Site reliability engineering (SRE) is the companion to DevOps. If we take my normal divisions of DEVops versus devOPS, traditional DevOps is mostly the developer side, and SRE is mostly the Ops side. This isn’t a perfect comparison, but it is a good starting point, and for this blog, I’ll run with it.
While DevOps focuses on getting releases out consistently, quickly and with minimum disruption, SRE focuses on putting those releases into a robust infrastructure. Tracking application issues, regardless of whether you’re using DevOps, always requires information about the software and hardware infrastructure. SRE takes the proactive steps to try and make sure the environment is stable and designed to host the applications being thrown onto it. When that process fails, SRE attempts to identify the code/architectural problem and resolve it without blaming staff members—hence, the idea of “blameless.” It’s about the environment and improving it, not about the individual and punishing them.

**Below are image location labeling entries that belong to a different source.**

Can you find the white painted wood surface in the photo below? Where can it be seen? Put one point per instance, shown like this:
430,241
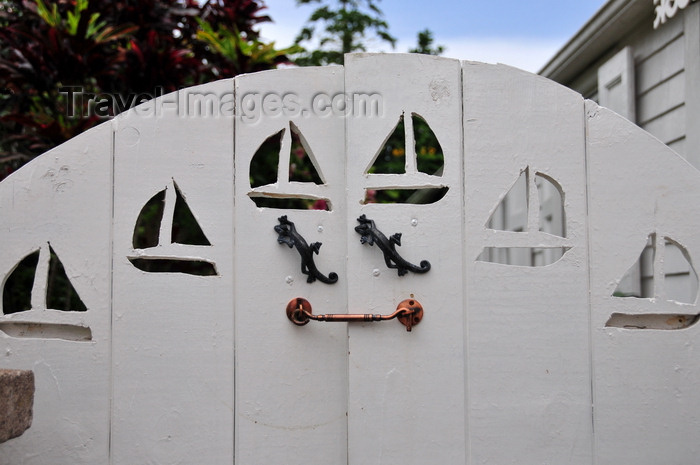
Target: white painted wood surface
291,382
527,361
406,394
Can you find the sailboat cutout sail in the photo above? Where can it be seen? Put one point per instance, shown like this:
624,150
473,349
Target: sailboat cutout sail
165,230
663,278
285,174
533,208
48,307
411,155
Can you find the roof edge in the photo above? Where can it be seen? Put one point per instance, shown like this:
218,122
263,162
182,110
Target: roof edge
611,22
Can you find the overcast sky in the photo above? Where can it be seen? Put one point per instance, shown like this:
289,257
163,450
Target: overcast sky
521,33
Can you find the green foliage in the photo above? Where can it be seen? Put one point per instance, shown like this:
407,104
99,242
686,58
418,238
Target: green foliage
425,44
115,47
341,27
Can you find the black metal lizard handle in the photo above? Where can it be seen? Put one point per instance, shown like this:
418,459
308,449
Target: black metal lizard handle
288,235
371,235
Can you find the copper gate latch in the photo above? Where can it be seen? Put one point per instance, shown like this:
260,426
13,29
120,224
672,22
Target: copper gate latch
409,312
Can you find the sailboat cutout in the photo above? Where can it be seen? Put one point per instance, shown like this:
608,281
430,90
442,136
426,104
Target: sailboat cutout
49,307
285,174
528,225
410,155
663,278
168,238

There are a lot of interesting parts of SRE that most IT groups could look at and see as a good place to start taking advantage of. Closely tracking errors in a cross-section of IT interest areas—by application, by infrastructure, by toolset—means problem areas can be definitively identified and fixed. But there is more behind SRE. In this example, once tracking of where errors occur more frequently is in place, a selective reduction in deployments using that piece of the IT puzzle can go into effect until the issues are resolved. This is not unlike what we are doing today, but it is formalized and has measurements around it that generally are not in place.
Which brings us to Blameless, a company that just came out of stealth to champion SRE. While some large organizations with large application footprints are using SRE already, Blameless is offering a platform to make SRE more accessible to companies without large staff and application footprint.

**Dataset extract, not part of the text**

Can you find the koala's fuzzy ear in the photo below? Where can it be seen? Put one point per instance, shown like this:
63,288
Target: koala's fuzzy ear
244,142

We took a bit of time to talk with Blameless last week, and their vision is a strong one: Address directly what DevOps addresses more indirectly. Build and environment that can measure and improve the entire application ecosystem.
If nothing else, the idea of error budgets is intriguing. Counterintuitive at first glance, the idea of saying, “Piece X gets Y amount of issues before we start backing off of it or raise the priority to fix the underlying issues,” is a solid one.
If your organization is looking for a mechanism to improve reliability and stability while reducing time to resolve issues, SRE in general and Blameless specifically are worth a closer look.